Analytical April: Learning Python for Data Science

Analytical April: Learning Python for Data Science

·

12 min read

Python is a powerful programming language that has become increasingly popular over the years. It's a great language for beginners and experienced programmers alike. Its vast array of libraries and frameworks makes it an excellent choice for data science and data analysis. That's why I decided to try it out in this month's #12in23 challenge for Analytical April.

If you're not familiar with the #12in23 Challenge, it's a programming-language learning challenge that tasks you with trying out 12 different languages in the year of 2023. It's coordinated by Exercism.org.

The idea is simple: each month, you'll focus on learning a new programming language. We'll provide resources and support to help you along the way, and you can track your progress and connect with other participants on our online community.

I'm documenting my experience with this challenge throughout the year.

Each month has a specific theme in mind. For April, the theme is Analytical April. The focus is on languages that excel at data science. You can work toward the goal by completing exercises from Julia, Python, or R.

I have used a bit of Python and R, so the natural choice would've been to go with Julia. However, due to the fact that I haven't used Python in a long time or very extensively, and that it is one of the most popular programming languages out there, especially for data science...

I chose Python!

Python is popular. It is consistently one of the most used languages in the world. Plus, the people who use Python love it. It has a simple syntax which makes it easy to learn and use. Features like high-level data structures, garbage collection, and dynamic typing make it even easier. It is a general programming language with support for many systems. Couple that with its impressive standard library, and you can see why Python can be found everywhere: it is extremely versatile. Its large and friendly community helps Python stand out amongst other programming languages. If you decide to learn Python, you'll be embarking on an endeavor with a delightful language backed by a very active community for support.
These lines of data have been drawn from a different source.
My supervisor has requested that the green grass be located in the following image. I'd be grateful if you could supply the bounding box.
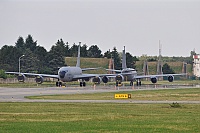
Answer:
[26,88,200,101]
[0,82,56,88]
[0,103,199,133]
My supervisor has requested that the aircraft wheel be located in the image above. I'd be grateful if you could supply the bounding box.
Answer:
[56,82,59,87]
[116,82,118,87]
[80,82,83,87]
[56,82,62,87]
[59,82,62,87]
[130,81,133,86]
[83,82,86,87]
[136,80,141,86]
[139,81,141,86]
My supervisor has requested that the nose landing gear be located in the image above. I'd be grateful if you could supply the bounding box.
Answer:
[80,81,86,87]
[56,81,62,87]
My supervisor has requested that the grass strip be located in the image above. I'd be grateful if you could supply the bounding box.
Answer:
[26,88,200,101]
[0,103,199,133]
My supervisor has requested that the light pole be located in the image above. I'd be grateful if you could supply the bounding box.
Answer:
[19,55,25,73]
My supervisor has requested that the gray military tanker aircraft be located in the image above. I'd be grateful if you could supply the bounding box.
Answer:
[106,46,186,86]
[6,42,111,87]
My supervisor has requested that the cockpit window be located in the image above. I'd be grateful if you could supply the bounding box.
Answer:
[59,71,66,78]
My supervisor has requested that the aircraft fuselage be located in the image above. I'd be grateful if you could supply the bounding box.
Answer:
[58,67,82,82]
[121,68,137,81]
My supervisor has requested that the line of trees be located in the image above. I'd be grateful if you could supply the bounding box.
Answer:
[0,35,139,74]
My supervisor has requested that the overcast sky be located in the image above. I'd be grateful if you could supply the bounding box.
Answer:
[0,0,200,57]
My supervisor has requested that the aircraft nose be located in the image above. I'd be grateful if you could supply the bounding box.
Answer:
[59,71,66,78]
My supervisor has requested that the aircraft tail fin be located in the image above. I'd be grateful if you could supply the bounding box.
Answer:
[122,46,127,69]
[76,42,81,67]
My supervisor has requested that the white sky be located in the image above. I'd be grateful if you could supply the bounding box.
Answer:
[0,0,200,57]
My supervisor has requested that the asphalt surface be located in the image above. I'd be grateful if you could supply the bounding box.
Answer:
[0,85,199,104]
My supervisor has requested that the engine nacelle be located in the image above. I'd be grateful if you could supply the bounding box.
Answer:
[115,74,124,82]
[102,76,109,83]
[18,74,26,82]
[35,75,44,84]
[151,77,157,84]
[92,77,102,84]
[168,75,174,82]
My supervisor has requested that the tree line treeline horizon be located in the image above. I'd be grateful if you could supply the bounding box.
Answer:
[0,35,196,78]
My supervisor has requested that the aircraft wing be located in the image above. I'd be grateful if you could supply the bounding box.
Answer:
[133,73,187,79]
[72,73,116,80]
[6,72,59,78]
[82,67,102,71]
[106,69,122,73]
[97,74,117,78]
[72,74,96,79]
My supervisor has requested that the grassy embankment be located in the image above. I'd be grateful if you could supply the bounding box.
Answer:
[135,61,192,75]
[65,57,109,74]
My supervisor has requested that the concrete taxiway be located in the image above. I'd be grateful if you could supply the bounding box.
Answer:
[0,85,199,104]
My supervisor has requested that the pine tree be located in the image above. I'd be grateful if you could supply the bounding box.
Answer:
[126,52,139,68]
[88,45,102,58]
[15,36,25,50]
[81,44,88,57]
[111,47,121,70]
[103,50,112,58]
[47,45,65,74]
[162,63,175,74]
[25,35,37,52]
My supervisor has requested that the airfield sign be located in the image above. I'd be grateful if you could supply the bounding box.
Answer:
[115,94,131,99]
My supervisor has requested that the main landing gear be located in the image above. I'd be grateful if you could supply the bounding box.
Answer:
[56,80,86,87]
[136,79,141,86]
[116,81,122,87]
[129,80,141,86]
[130,81,133,86]
[116,81,140,87]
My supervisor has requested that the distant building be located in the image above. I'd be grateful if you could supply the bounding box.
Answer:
[193,54,200,77]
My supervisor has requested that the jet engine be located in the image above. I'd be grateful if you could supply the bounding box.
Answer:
[102,76,109,83]
[150,77,157,84]
[115,74,124,82]
[168,75,174,82]
[18,74,26,82]
[35,75,44,84]
[92,77,102,84]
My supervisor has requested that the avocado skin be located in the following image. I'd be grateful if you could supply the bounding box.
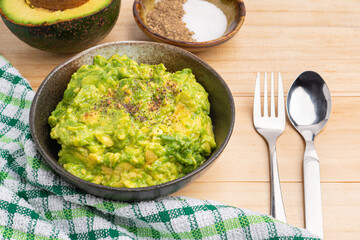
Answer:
[0,0,121,53]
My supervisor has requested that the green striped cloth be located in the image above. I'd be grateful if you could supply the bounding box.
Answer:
[0,55,320,240]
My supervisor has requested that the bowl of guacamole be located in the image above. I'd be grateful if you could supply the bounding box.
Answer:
[30,41,235,201]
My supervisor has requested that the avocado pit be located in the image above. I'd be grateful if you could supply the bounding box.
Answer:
[26,0,90,11]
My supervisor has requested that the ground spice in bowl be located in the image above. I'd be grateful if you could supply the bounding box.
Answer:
[146,0,228,43]
[146,0,195,42]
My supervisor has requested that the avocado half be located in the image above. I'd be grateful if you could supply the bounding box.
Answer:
[0,0,121,53]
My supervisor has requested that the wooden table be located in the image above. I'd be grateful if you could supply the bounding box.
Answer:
[1,0,359,238]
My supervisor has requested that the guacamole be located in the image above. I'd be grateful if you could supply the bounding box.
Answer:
[49,55,216,188]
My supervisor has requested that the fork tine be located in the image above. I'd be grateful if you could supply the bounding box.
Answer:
[263,72,268,117]
[254,72,261,118]
[270,72,275,117]
[277,73,285,119]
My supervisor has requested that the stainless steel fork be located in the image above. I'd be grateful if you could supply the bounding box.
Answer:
[253,72,287,223]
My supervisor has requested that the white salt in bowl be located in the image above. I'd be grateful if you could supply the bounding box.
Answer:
[133,0,246,52]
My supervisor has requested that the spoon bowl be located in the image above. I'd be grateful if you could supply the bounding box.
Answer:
[287,71,331,137]
[286,71,331,239]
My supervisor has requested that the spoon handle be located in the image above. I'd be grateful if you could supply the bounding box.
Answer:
[304,141,323,239]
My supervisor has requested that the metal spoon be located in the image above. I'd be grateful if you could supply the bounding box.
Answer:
[286,71,331,239]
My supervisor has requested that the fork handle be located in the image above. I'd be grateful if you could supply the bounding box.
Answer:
[268,141,287,223]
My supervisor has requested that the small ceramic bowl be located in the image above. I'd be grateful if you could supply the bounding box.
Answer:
[133,0,246,52]
[30,41,235,201]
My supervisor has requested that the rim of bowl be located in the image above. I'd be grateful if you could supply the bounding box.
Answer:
[132,0,246,48]
[30,41,235,193]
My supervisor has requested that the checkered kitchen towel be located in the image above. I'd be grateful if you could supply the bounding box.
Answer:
[0,55,320,240]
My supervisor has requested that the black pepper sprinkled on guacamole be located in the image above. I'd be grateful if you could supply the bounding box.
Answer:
[48,55,216,188]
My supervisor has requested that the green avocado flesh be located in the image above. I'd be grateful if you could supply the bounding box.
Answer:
[0,0,111,24]
[49,55,216,188]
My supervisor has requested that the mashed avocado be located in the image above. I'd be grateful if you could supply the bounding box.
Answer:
[49,55,216,188]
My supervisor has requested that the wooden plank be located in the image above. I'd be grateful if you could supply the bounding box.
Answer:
[173,182,360,239]
[196,25,360,96]
[247,0,360,28]
[0,0,360,95]
[200,96,360,182]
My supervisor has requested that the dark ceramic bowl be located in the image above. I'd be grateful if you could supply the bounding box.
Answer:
[133,0,246,52]
[30,41,235,201]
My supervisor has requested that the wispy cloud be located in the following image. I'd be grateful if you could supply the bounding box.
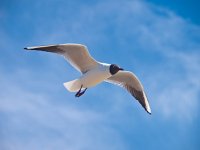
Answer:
[133,7,200,121]
[0,69,127,150]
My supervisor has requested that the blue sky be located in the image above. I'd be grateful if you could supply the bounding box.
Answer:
[0,0,200,150]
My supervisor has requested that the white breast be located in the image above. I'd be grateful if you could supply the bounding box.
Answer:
[80,63,111,88]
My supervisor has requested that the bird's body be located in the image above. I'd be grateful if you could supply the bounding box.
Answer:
[25,43,151,114]
[64,63,112,92]
[80,63,111,88]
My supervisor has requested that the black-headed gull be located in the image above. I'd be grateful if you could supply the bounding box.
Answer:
[24,44,151,114]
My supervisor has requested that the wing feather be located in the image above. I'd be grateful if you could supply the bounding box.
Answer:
[106,71,151,114]
[24,43,98,73]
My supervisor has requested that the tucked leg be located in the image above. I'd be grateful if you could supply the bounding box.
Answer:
[75,85,83,97]
[77,88,87,97]
[75,85,87,97]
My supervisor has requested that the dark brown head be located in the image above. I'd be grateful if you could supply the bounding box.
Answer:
[109,64,124,75]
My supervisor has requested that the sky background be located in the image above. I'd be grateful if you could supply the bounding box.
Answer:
[0,0,200,150]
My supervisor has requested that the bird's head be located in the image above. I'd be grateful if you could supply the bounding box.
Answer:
[109,64,124,75]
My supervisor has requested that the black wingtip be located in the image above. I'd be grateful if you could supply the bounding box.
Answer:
[146,109,151,115]
[147,110,152,115]
[24,47,28,50]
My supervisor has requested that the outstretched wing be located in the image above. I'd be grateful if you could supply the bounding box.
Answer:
[24,43,98,73]
[106,71,151,114]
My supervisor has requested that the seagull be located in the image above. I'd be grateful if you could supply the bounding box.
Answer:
[24,43,151,114]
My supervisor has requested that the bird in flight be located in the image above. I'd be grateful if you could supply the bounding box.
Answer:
[24,43,151,114]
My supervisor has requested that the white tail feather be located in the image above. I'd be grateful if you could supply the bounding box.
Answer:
[63,79,81,92]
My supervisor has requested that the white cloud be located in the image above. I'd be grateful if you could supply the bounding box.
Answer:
[135,3,199,122]
[0,69,127,150]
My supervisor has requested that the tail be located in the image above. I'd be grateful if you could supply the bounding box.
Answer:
[63,79,81,92]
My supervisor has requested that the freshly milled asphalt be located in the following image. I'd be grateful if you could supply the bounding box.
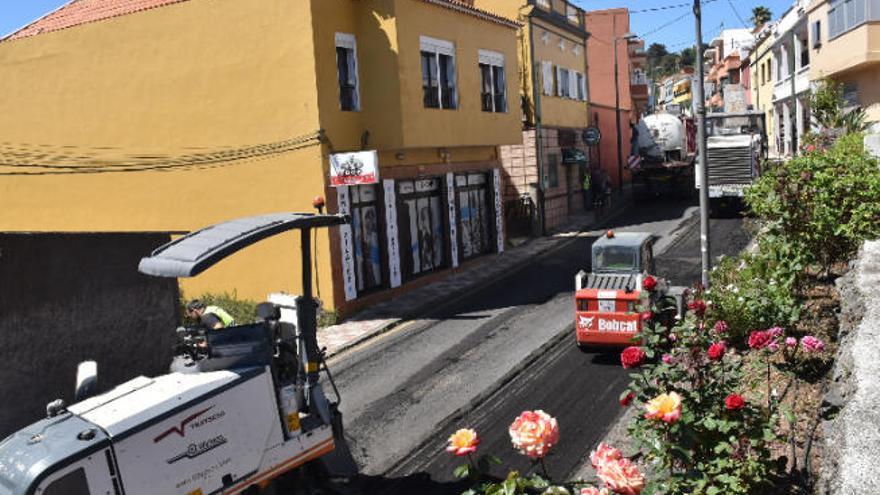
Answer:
[306,199,750,495]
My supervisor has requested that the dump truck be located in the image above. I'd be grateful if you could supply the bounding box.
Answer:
[696,111,768,213]
[574,231,684,348]
[0,212,347,495]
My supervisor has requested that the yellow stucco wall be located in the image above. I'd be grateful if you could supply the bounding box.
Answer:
[394,0,522,148]
[530,17,589,129]
[0,0,524,310]
[0,0,332,304]
[751,35,776,148]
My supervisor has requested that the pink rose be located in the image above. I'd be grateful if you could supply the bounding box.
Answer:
[714,320,729,333]
[669,333,677,342]
[801,335,825,353]
[768,342,779,352]
[662,354,673,364]
[590,442,622,469]
[767,326,784,338]
[595,457,646,495]
[785,337,798,348]
[508,410,559,459]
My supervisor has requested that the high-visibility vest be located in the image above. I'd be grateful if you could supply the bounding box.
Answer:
[204,305,235,328]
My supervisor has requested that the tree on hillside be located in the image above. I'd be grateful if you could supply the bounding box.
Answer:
[751,6,772,29]
[647,43,669,67]
[680,47,695,67]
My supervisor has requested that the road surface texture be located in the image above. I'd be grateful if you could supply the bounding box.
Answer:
[295,199,750,495]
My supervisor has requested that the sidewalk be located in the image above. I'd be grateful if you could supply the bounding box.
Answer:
[318,189,633,358]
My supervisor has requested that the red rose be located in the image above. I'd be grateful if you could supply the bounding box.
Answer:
[707,341,727,361]
[725,393,746,411]
[640,311,653,322]
[620,392,635,407]
[642,275,657,291]
[620,346,646,369]
[688,300,707,316]
[748,330,772,350]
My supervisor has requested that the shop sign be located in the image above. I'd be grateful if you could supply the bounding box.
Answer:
[330,150,379,187]
[582,126,601,146]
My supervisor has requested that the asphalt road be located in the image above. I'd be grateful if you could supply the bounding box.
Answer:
[301,199,750,495]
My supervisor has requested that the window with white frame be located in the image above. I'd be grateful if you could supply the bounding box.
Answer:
[556,66,571,98]
[542,61,554,96]
[535,0,550,9]
[335,33,360,111]
[479,50,507,113]
[421,36,457,109]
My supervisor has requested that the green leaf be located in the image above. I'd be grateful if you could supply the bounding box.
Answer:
[453,464,470,479]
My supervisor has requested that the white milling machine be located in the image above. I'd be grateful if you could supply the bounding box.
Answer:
[0,213,348,495]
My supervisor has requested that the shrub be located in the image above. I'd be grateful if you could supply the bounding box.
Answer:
[623,291,779,494]
[180,291,338,328]
[708,237,804,343]
[746,133,880,273]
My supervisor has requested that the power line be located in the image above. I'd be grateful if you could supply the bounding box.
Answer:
[726,0,749,27]
[629,0,720,14]
[0,131,323,176]
[640,11,691,37]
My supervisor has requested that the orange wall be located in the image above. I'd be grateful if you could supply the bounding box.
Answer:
[586,8,632,110]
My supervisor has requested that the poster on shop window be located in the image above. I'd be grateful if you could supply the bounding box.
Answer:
[329,150,379,186]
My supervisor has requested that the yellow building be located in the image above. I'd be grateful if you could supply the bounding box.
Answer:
[750,27,777,155]
[474,0,591,232]
[808,0,880,123]
[0,0,522,317]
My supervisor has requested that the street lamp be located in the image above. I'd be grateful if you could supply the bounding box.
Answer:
[613,29,638,193]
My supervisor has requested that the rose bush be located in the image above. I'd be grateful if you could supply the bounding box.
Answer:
[620,288,778,494]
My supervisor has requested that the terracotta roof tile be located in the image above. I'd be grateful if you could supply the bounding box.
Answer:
[3,0,191,41]
[420,0,519,29]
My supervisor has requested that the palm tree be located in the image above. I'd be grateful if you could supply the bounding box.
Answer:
[751,6,772,29]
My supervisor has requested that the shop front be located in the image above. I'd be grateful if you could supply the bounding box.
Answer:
[334,163,506,314]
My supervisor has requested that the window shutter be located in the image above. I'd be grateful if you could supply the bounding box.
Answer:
[542,61,553,96]
[568,70,577,99]
[580,73,588,101]
[556,66,564,96]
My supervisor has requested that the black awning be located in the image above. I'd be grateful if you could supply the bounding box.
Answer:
[562,147,588,165]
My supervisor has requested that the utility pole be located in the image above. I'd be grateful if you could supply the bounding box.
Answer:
[613,14,624,192]
[693,0,711,288]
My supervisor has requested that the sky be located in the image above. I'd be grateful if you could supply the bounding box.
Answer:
[2,0,794,49]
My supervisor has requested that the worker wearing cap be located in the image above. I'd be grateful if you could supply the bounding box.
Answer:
[186,300,235,330]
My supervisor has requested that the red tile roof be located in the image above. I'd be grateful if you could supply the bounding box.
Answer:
[3,0,191,41]
[3,0,518,43]
[419,0,519,29]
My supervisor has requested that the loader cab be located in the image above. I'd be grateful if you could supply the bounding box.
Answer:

Of course, there are other reasons to learn Python, like its interoperability with other languages (like C and Java) and its scalability (as proven by its use in big tech firms like Google and Meta). I could go on and on about its virtues, but I think its best to continue with the point of this article.

This time again, I'll be installing and setting up a local Python development environment for this month. The main reason for doing this is so I can have access to more powerful developer tooling. I want it to be as easy as possible to write code, debug it, run tests faster, and just get a better sense of the real-world experience developers might have with the language in general.

Hello World

Hello, World!

Exercism tracks always start with a required "Hello, World!" exercise just to make sure you can complete and submit everything okay. They gave me this code to start with.

def hello():
    return 'Goodbye, Mars!'

This one was incredibly simple. I just had to make the program return "Hello, World!" instead of "Goodbye, Mars!" so I just had to change that one string.

def hello():
    return 'Hello, World!'

With Hello, World! out of the way, let's get started solving 5 exercises so we can complete this month's challenge.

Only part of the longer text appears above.